- Directed by: Fred Wolf
- Produced by: Fred Wolf
- Edited by: Rich Harrison
- Music by: Shelly Manne
- Production company: Murakami-Wolf Productions
- Distributed by: Brandon Films
- Release date: 1967;
- Running time: 9 minutes
- Country: United States
- Language: English

= The Box (1967 film) =

The Box is a 1967 American independent animated short film directed by Fred Wolf about an old man with a mysterious box. The film is a dialogue-less cartoon with a minimalist soundtrack by jazz drummer Shelly Manne.

==Summary==
On a rainy night, a short, old man in a raincoat walks into a bar, placing a small black box on the counter next to him.
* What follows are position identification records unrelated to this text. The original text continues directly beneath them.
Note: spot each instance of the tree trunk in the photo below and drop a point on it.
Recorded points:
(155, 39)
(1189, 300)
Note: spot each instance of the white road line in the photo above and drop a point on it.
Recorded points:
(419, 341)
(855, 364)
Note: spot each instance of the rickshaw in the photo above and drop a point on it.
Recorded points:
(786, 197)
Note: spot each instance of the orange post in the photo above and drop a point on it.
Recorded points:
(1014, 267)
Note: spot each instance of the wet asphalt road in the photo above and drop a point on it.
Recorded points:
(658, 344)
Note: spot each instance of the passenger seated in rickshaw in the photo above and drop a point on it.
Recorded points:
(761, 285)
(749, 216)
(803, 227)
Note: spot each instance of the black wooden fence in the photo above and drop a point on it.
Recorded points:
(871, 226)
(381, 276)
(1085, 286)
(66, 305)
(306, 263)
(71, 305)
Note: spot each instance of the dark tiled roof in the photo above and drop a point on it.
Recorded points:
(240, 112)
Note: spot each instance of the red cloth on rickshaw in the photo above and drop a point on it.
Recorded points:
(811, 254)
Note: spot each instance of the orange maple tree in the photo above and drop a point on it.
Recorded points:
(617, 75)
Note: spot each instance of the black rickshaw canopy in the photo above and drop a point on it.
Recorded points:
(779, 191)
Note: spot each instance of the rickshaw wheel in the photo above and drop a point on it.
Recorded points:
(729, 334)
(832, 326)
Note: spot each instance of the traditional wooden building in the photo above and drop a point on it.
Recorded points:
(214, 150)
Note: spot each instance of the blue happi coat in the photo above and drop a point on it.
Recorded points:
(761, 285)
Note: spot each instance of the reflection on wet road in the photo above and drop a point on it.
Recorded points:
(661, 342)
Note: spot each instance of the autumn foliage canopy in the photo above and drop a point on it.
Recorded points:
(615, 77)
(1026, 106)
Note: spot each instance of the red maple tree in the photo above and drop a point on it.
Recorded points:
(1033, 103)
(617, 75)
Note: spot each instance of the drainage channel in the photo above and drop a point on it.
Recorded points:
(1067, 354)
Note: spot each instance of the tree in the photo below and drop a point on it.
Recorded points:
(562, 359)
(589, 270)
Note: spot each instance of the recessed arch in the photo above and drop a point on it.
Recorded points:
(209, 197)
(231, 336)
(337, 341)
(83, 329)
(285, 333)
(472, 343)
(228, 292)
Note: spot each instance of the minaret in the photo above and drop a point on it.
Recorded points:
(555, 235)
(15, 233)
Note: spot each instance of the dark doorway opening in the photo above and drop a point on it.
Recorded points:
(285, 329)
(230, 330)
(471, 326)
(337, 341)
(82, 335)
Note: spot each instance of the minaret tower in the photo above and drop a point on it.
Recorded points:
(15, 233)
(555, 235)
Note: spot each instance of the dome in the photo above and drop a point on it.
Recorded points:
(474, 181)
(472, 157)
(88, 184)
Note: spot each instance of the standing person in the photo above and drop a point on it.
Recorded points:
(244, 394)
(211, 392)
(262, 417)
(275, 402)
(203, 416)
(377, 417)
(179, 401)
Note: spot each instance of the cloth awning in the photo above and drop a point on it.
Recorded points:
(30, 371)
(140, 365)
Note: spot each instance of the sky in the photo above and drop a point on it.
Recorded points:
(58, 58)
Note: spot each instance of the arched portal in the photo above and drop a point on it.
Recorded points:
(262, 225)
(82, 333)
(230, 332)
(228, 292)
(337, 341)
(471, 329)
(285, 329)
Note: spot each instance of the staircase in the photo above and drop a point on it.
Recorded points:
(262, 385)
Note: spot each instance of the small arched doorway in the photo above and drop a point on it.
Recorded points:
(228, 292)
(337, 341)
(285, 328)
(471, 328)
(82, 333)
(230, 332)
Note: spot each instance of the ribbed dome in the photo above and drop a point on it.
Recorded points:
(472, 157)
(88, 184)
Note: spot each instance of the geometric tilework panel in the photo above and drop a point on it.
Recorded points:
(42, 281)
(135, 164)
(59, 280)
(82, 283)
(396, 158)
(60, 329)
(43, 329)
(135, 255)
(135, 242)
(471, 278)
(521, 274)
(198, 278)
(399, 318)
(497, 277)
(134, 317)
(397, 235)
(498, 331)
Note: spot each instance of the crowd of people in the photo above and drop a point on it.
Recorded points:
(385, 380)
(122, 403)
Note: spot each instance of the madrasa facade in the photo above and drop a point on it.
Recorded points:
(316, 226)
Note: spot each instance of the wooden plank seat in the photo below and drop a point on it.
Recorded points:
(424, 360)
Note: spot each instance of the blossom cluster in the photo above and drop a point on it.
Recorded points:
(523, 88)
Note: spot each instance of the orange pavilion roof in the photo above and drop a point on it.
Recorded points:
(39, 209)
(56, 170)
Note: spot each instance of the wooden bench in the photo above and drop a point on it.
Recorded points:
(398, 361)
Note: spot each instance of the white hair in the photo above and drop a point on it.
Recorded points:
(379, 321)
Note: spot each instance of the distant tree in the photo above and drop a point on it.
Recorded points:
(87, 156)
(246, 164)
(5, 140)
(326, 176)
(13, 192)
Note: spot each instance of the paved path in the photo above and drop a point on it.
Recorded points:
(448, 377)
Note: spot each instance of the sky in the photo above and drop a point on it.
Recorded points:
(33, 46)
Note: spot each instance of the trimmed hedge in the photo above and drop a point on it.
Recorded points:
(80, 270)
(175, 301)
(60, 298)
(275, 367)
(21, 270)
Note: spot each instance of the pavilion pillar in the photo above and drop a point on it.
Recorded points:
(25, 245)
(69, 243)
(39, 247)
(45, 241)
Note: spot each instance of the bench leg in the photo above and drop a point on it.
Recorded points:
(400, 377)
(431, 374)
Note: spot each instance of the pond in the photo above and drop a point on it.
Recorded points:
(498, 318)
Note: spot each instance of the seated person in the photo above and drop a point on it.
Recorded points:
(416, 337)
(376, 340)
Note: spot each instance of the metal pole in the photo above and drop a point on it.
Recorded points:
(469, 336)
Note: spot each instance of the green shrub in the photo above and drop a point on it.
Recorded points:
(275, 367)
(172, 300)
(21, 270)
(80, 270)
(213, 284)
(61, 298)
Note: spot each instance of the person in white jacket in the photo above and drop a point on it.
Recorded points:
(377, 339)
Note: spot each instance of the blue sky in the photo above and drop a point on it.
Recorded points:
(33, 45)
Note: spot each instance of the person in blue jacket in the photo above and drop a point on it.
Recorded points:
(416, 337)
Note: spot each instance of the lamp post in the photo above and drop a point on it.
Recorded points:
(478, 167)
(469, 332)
Another man, dressed in a business suit, walks into the bar. He expresses interest in the box, using hand motions to guess the box's contents and offering to give the old man money. The old man initially refuses, but he eventually opens the box to allow the businessman a peek. The businessman finds the contents disturbing and runs out of the bar.

Later, a woman in a dress arrives at the bar who, like the businessman, wants to see inside the box. She flirts with the old man, who eventually opens it for her. When she cannot see the contents, the old man encourages her to reach a hand in. When she pulls out her hand, it is wet, and she angrily storms out of the bar.

After getting another drink, the old man pulls out a bag of food pellets, empties it on the bar top, and opens the box. A small creature runs out, grabs the food, and runs back in.

After the box is closed, a young woman in a raincoat walks into the bar. The old man immediately takes a liking to her and shows her the box, though he asks her not to open it and instead buys her a drink. After she finishes, she reaches into her raincoat, revealing a box much like the old man's. She also takes out a bag of food pellets, which are eaten by a small creature similar to the one in the old man's box.

The two open their boxes side-by-side, expecting the animals to run out and meet each other. When the animals stay inside the boxes, the couple push the boxes together, which start shaking. The old man and young woman reach over to view the animals, then smile at each other and kiss. Keeping the boxes together, they walk into the rain, hand-in-hand, onto Noah's Ark.

==Accolades==
The film won the Academy Award for Best Animated Short Film at the 40th Academy Awards.

==Preservation==
The Box was preserved by the Academy Film Archive in 2003.